Ministério Público dá prazo para a Elektro

23 novembro 18:38 2007

Procurador não vai permitir que Avaliação de Desempenho continue subjetiva e injusta


O Ministério Público do Trabalho não vai permitir que o processo de Avaliação de Desempenho (AD) da Elektro continue sendo subjetivo e injusto, o que não está fazendo bem aos trabalhadores.

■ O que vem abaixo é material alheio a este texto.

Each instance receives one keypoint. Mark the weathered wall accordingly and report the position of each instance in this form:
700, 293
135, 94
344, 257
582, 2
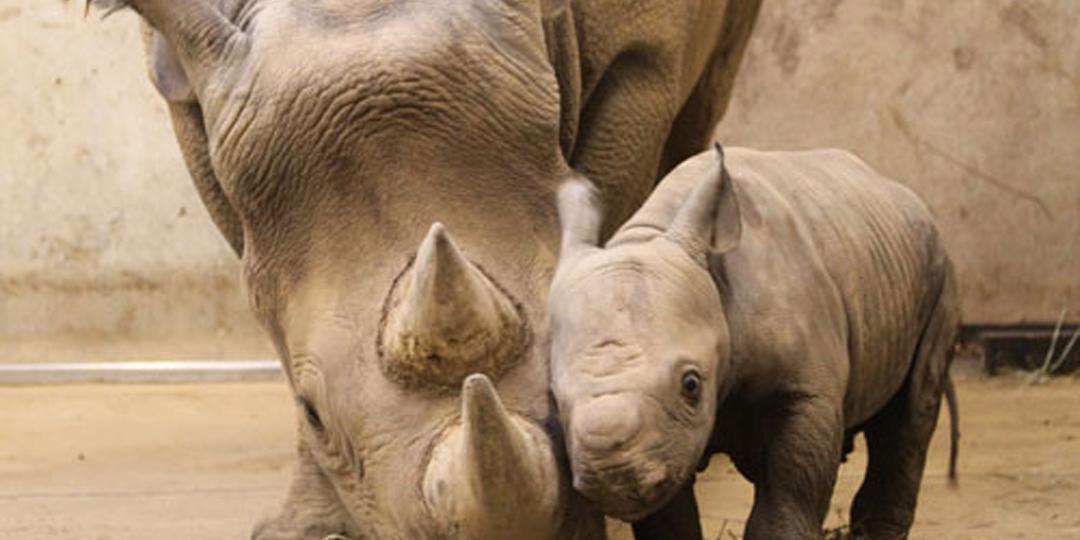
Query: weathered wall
105, 248
974, 104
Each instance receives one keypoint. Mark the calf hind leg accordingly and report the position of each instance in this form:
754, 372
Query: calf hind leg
899, 436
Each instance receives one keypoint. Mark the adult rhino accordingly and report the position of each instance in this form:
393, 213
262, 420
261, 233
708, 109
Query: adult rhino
328, 138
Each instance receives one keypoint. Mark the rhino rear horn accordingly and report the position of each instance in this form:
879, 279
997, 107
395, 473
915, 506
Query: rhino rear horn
445, 319
494, 475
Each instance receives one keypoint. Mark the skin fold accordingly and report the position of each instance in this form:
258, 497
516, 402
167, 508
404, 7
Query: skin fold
770, 307
387, 172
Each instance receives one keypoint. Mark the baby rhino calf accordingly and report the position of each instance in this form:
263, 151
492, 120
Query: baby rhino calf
770, 307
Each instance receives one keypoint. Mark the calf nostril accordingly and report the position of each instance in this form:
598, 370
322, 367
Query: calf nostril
606, 424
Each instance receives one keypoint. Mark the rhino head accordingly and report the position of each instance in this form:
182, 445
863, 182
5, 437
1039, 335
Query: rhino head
326, 138
639, 346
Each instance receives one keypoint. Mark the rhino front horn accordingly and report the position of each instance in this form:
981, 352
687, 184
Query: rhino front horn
445, 319
495, 474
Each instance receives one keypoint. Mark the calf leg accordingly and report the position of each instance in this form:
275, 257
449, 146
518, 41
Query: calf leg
802, 453
898, 437
896, 440
678, 520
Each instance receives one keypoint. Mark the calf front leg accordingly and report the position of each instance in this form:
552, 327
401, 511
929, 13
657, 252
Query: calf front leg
678, 520
801, 455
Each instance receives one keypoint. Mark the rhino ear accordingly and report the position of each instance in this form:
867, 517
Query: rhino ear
580, 217
165, 70
709, 223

A afirmação é da PRT (Procuradoria Regional do Trabalho) de Campinas que apura as várias denúncias de pressão, intimidação e assédio moral encaminhadas pelo Sinergia CUT. Por isso, ao final de mais uma audiência – realizada na tarde da última quarta-feira (21) – entre dirigentes do Sindicato e representantes da empresa, o procurador deu prazo de quinze dias para que a Elektro comprove as mudanças que alega ter feito na AD 2007.


Depoimentos sigilosos
Já no início da reunião, o procurador informou que colheu ‘elementos de prova’ nos depoimentos sigilosos de vários trabalhadores, que confirmaram as denúncias do Sindicato, o que o levou à conclusão de que a AD tem servido para coagir e pressionar os trabalhadores a produzir muito mais a cada ano, para assim conquistar ‘um olhar melhor da empresa sobre eles’ e um melhor resultado na avaliação.

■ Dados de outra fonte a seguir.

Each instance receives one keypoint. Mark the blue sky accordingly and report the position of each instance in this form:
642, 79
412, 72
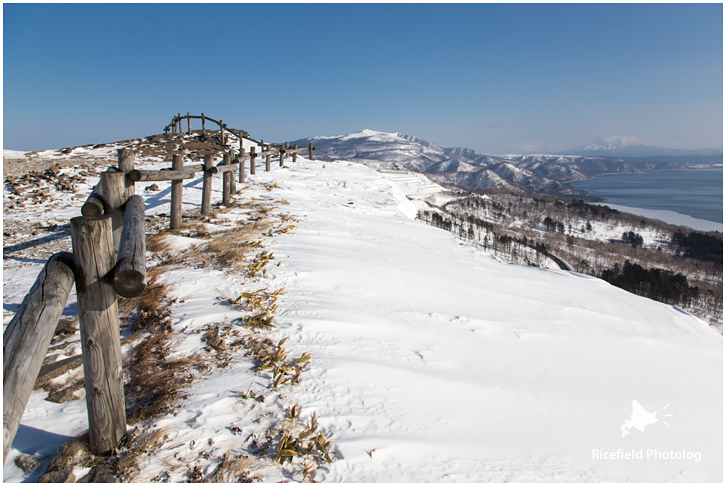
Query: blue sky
495, 78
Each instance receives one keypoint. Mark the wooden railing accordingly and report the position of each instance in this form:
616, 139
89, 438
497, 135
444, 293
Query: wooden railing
108, 260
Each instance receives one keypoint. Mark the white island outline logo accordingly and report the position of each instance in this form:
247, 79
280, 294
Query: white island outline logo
640, 418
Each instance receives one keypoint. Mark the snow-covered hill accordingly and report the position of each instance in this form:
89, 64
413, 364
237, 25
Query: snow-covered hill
627, 147
466, 168
431, 360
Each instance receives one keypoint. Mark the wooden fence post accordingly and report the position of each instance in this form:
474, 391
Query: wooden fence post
129, 278
225, 182
241, 163
26, 339
232, 180
113, 182
94, 204
126, 161
177, 186
207, 184
94, 258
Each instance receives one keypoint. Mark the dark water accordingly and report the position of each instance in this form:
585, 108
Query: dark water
697, 193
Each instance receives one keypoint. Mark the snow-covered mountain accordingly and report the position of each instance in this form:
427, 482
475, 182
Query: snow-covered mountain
431, 361
467, 168
627, 147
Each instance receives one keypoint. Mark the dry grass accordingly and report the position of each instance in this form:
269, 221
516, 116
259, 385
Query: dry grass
233, 470
75, 453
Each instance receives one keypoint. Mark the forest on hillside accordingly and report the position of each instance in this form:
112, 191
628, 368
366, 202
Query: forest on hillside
663, 262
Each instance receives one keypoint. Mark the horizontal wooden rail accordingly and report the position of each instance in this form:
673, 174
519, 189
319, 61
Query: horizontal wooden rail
27, 337
137, 175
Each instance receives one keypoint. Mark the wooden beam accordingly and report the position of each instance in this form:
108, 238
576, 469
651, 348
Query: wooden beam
177, 186
252, 160
94, 203
207, 185
126, 161
241, 163
232, 178
225, 182
114, 195
163, 174
94, 259
129, 278
27, 337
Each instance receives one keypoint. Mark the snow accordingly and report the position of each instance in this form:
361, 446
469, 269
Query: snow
14, 154
432, 360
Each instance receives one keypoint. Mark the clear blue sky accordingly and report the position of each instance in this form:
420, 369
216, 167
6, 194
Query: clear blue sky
495, 78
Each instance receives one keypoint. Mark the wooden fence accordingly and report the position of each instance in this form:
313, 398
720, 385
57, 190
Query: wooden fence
108, 260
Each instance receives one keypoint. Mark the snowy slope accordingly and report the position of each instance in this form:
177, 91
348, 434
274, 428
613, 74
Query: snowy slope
463, 167
435, 362
628, 147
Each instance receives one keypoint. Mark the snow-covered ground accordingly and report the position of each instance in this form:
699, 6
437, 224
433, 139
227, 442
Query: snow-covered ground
432, 361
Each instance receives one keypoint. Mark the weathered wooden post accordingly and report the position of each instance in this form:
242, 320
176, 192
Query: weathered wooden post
27, 337
267, 158
232, 180
177, 186
207, 184
129, 278
94, 258
113, 184
94, 203
225, 181
126, 161
241, 163
282, 154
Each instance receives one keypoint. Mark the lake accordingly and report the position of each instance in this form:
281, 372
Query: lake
696, 193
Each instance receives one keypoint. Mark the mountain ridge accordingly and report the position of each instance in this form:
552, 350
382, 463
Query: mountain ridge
465, 167
623, 147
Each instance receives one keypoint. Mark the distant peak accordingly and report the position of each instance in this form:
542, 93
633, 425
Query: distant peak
614, 142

Na seqüência, a empresa  afirmou que busca aperfeiçoar anualmente o processo de AD e questionou a decisão do procurador de colher depoimentos de forma sigilosa, destacando ainda que as conclusões da Procuradoria poderiam ser resultado de uma impressão subjetiva das declarações dos trabalhadores. Ao final, a Elektro solicitou a quebra do sigilo, o que foi imediatamente negado pelo procurador.

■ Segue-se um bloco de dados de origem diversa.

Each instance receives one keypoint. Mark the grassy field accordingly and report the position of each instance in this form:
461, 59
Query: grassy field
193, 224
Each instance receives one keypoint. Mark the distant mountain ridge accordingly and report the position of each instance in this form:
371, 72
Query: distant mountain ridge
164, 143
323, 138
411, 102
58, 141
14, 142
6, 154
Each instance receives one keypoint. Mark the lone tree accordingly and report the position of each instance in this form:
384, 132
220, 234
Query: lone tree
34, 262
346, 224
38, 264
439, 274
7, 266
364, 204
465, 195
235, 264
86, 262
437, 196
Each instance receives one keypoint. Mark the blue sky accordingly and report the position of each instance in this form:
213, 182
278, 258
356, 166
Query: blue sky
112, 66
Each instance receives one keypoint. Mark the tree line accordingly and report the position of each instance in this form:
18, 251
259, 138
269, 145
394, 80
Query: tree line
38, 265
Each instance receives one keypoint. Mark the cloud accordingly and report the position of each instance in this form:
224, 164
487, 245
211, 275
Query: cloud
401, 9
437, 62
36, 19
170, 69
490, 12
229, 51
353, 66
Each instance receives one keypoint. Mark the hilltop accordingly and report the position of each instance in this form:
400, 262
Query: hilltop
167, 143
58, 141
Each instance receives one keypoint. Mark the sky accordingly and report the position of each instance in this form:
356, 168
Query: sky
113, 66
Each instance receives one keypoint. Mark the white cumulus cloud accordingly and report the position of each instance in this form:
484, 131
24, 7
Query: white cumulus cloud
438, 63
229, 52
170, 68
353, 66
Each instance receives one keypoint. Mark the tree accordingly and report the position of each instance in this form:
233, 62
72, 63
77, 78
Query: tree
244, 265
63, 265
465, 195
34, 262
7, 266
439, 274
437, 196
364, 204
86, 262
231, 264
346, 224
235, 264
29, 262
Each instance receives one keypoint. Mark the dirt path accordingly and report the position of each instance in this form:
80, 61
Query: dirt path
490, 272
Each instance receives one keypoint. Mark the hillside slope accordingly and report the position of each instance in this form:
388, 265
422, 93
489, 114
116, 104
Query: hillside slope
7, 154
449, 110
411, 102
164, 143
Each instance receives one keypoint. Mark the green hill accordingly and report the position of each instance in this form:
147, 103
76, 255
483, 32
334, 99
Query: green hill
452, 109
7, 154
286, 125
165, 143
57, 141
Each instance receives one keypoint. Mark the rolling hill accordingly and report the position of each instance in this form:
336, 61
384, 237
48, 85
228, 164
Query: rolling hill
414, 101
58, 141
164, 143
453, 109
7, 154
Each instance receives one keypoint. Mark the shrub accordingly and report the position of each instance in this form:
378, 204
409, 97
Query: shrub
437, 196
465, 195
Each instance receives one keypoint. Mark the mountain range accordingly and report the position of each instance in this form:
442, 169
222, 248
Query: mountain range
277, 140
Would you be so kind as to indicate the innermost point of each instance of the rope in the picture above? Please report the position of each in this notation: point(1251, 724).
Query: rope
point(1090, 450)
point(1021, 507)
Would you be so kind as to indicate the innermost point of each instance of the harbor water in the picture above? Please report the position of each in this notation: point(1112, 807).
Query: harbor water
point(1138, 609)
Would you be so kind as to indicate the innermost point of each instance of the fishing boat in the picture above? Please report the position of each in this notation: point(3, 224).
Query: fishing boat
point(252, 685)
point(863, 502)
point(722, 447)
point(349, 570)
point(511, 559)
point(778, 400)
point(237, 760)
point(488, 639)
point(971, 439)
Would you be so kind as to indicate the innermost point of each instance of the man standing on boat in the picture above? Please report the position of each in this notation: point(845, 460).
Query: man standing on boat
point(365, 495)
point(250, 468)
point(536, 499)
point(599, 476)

Em resposta, o procurador também estranhou que a empresa ainda não tenha diagnosticado as injustiças denunciadas para o real aperfeiçoamento da AD e esclareceu que ouvir os trabalhadores sob sigilo é uma opção da PRT para assegurar a naturalidade dos depoimentos. Além disso, acrescentou que todas as denúncias são de conhecimento da empresa, que inclusive ‘já teve grande oportunidade de manifestação’.


Grande preocupação
Novamente, o procurador manifestou preocupação com o processo de AD da Elektro e perguntou o que está sendo feito para acabar com as avaliações subjetivas que resultam em injustiças. A advogada da empresa se limitou a afirmar que é difícil lidar com pessoas, já que não dá para agradar a todos, mas que o processo vem sendo aprimorado ano a ano. Outro representante da Elektro informou que a consultoria Price apenas forneceu o modelo de AD e que as revisões anuais são encaminhadas pela área de RH da empresa.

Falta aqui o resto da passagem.